3. Increasing Mesh Fineness at Critical Areas
This tip ties into the balance between computational cost and mesh fineness. Say you have a specific general cell size to maintain, but you require additional accuracy near critical parts that, if adjusted through overall cell size, would be much too computationally expensive to simulate. A way to get around this would be to designate the area at or around the critical part with a higher refinement in that particular region. This effectively decreases the cell size of only the target area but does not increase the computational cost dramatically.
This method can be applied to further increase the accuracy of the simulations that have not opted to do so and is often used in applications like wake prediction or vortex generation. To perform this with SimScale, a geometrical box needs to be created first and then a region refinement applied to that geometrical box.
4. Boundary-Layer Refinement and Y+
Boundary layer refinement or inflation is a critical meshing parameter that is sometimes overlooked by those who are new to CFD simulations. While effectively increasing accuracy near the internal or external surface of the geometry, the boundary layer refinement also, more critically maintains the dimensionless wall distance value or Y+ for the chosen turbulence model in order to increase accuracy. Y+ is a key factor that ties in directly with the turbulence model used. For example, using the k-w SST model often dictates a Y+ of less than 1 in order for the mesh to capture the wall effects.
Numerous websites provide a simple calculator that will allow the determination of the smallest layer near the geometry for a given Y+ value. Such websites include Pointwise and cfd-online,with Pointwise providing a phone application that can be downloaded to calculate Y+.
5. Mesh Convergence Study
The final tip concerns optimizing and determining the ideal mesh to be used for further simulations. A mesh convergence study dictates that a general mesh is created for the problem case, a simulation is run, and the results are obtained. Afterward, the process is repeated with a continuous increase in mesh fineness. The steps are repeated with ever-increasing mesh fineness until the results obtained deviate to a range of less than 1% to 5% depending on criteria.

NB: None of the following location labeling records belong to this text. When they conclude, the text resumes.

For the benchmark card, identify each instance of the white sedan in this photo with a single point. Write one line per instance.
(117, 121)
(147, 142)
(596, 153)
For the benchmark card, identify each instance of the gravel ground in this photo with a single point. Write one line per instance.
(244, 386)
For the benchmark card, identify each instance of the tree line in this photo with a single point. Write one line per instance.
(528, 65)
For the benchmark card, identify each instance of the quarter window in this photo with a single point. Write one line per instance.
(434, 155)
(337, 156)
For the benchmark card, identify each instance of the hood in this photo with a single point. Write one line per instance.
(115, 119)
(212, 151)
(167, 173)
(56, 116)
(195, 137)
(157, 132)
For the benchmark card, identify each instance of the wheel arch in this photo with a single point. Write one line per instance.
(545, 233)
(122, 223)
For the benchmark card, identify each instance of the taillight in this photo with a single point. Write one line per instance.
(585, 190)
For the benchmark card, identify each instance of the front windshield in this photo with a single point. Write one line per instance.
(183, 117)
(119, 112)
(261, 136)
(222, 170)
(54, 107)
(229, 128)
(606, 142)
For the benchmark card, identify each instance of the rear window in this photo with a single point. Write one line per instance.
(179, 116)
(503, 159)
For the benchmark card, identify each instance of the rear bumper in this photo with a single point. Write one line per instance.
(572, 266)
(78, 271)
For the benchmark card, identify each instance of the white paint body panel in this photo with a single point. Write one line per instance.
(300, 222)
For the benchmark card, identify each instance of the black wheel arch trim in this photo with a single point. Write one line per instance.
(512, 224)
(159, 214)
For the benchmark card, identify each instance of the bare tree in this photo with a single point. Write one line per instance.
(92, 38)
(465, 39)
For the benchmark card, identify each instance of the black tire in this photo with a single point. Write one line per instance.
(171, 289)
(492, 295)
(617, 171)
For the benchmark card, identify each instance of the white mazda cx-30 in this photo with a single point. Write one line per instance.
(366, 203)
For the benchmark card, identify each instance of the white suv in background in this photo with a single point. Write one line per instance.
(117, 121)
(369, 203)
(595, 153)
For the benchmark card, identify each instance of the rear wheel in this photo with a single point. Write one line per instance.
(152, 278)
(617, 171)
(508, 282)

Once the results have deviated within the required criteria, the coarsest mesh produced that is still within the criteria is deemed the base mesh and, as such, the results obtained are then as accurate as possible for the given mesh.
A proper mesh convergence study will not only ensure that your mesh is as accurate as possible, but that is also optimal. This means you are balancing computational time with accuracy, which is crucial when it comes to large and complex meshes.
With these five quick tips and a better understanding of SimScale’s meshing options, as well as insights into why mesh accuracy is so important, your meshes should have a considerable increase in quality and accuracy. This not only leads to better convergence, but also more accurate results from your simulations. While this article does not cover all the criteria that need to be considered for a highly qualitative and accurate mesh, I hope it helped you gain some valuable insight into such a critical part of the simulation.
T. V. Hooff, B. Blocken and Y. Tominaga, “On the accuracy of CFD simulations of cross-ventilation flows for a generic isolated building: Comparision of RANS, LES and experiments,” Building and Environment, p. 18, 13 December 2016.